Now I want to calculate the angles of each Pn in respect to centroid and the centroid normal. Like P1 could be 45 degrees, P4 180, etc.

I think that this topic contains an answer to this problem: math - New to Lua - Get angle between two 3D Vectors - Stack Overflow.

``````-- Where a and b are 2 points as Vector3's
local angleInRadians = math.acos(a:Dot(b) / (a.Magnitude * b.Magnitude))
``````

Hmm… Can not relate my problem to that. I have to take into account 3 factors - point, centroid, centroid normal (for axis).

Well you don’t really need the centroid or point only the vector between them.

the point and centroid should be converted into a vector.

``````local a = point - centroid -- Points do not have angles so convert into a vector instead
local b = centroidNormal

local ans = math.acos( a:Dot(b) / (a.Magnitude * b.Magnitude) )
print(math.deg(ans))
``````

This will always give ~90 degrees no matter the point coordinates. Since the normal vector is “±” perpendicular to the plane. That’ wrong.

Well…in that case you shouldn’t really use normal then. Instead you have to make an “upwards” vector.

Is the centroid a CFrame or just a point in 3d space?

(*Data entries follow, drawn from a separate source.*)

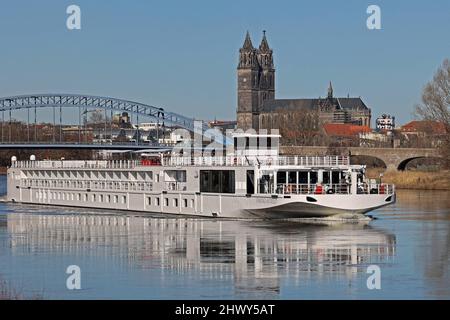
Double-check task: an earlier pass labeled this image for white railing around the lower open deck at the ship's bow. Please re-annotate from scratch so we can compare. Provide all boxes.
[266,183,395,195]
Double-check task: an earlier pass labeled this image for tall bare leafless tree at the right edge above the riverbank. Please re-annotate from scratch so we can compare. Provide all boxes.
[415,59,450,166]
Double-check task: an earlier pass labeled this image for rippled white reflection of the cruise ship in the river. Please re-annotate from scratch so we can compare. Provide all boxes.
[7,212,396,298]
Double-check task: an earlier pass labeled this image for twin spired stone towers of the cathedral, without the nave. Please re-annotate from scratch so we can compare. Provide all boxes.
[237,31,275,130]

If it is a CFrame and if the plane is the same axis as two of the CFrame X,Y,Z axis you can simply select one of the CFrames Right,Up or Forward vectors that are parallel to the surface of the plane.

Why upwards? The plane can be in any orientation. Normal shows this orientation. And its not always one or another axis, it can be in between.

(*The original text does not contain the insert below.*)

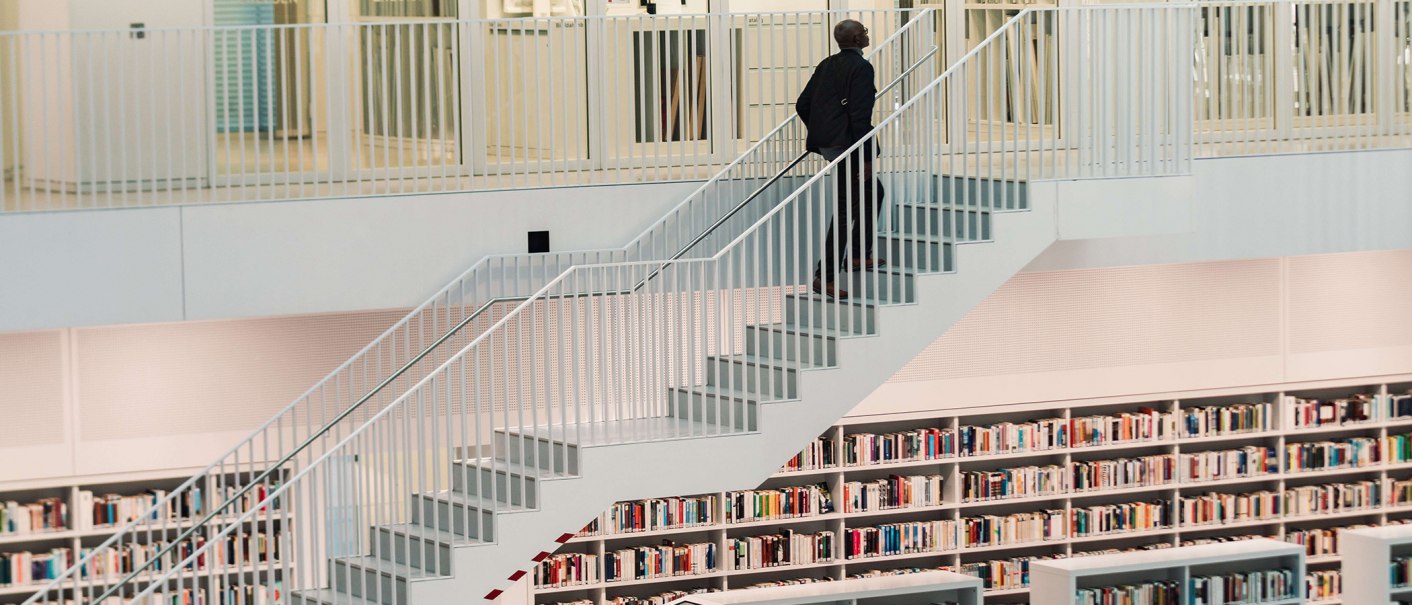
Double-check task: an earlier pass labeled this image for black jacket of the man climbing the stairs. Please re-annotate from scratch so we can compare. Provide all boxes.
[795,48,877,155]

• Upwards I was refering to in 2d space.

If you look at heading you need the plane and you need an “upwards direction” to measure the angle of a point relative to another point.

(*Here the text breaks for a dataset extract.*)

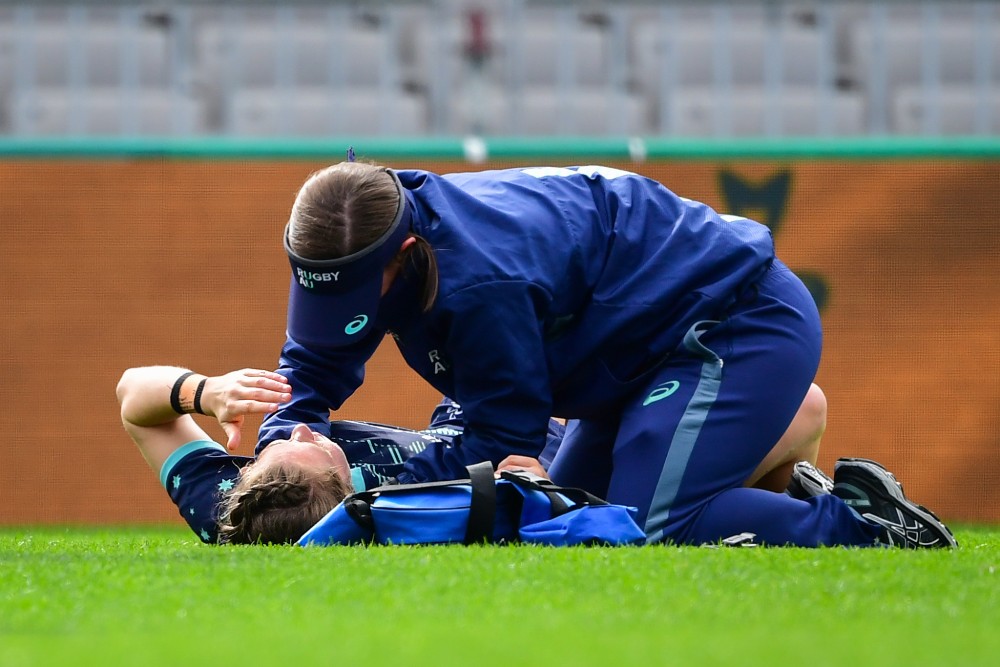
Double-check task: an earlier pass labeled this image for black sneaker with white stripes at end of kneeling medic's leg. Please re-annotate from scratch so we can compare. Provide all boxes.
[833,459,958,549]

You can see the “upwards” direction is North. This is something that you have to decide.

Direction should depend on the normal and not a constant. It can be like this for example! Up-right!

Slightly confused by what you what, but I’m guessing you want a signed angle?

``````local function sqrMagnitude(v)
return v.x * v.x + v.y * v.y + v.z * v.z
end

local function signedAngle(from, to, axis)
axis = axis or Vector3.FromNormalId(Enum.NormalId.Top)

local d = math.sqrt(sqrMagnitude(from) * sqrMagnitude(to))
if d > 1e-15 then
local angle = math.deg(math.acos(math.clamp(from:Dot(to) / d, -1, 1)))
local cross = from:Cross(to)
return angle * math.sign(axis.x * cross.x + axis.y * cross.y + axis.z * cross.z)
end

return 0
end

local centre = game.Workspace.Centre
local axis   = Vector3.FromNormalId(Enum.NormalId.Top)
local point  = game.Workspace.Point
point:GetPropertyChangedSignal('Position'):Connect(function ()
local direction = (centre.Position - point.Position).unit
local front     = Vector3.FromNormalId(Enum.NormalId.Front)
local angle     = signedAngle(direction, front, axis)

print(('Angle between centre & point is %s degrees'):format(('%.1f'):format(angle)))
end)
``````

For reference, this would measure angle such that:

i.e. the points are rotated around the ‘axis’ normal, and the ‘to’ vector is the where we measure the angle. So if you’d need to provide a direction from the plane, or one perpendicular to the normal.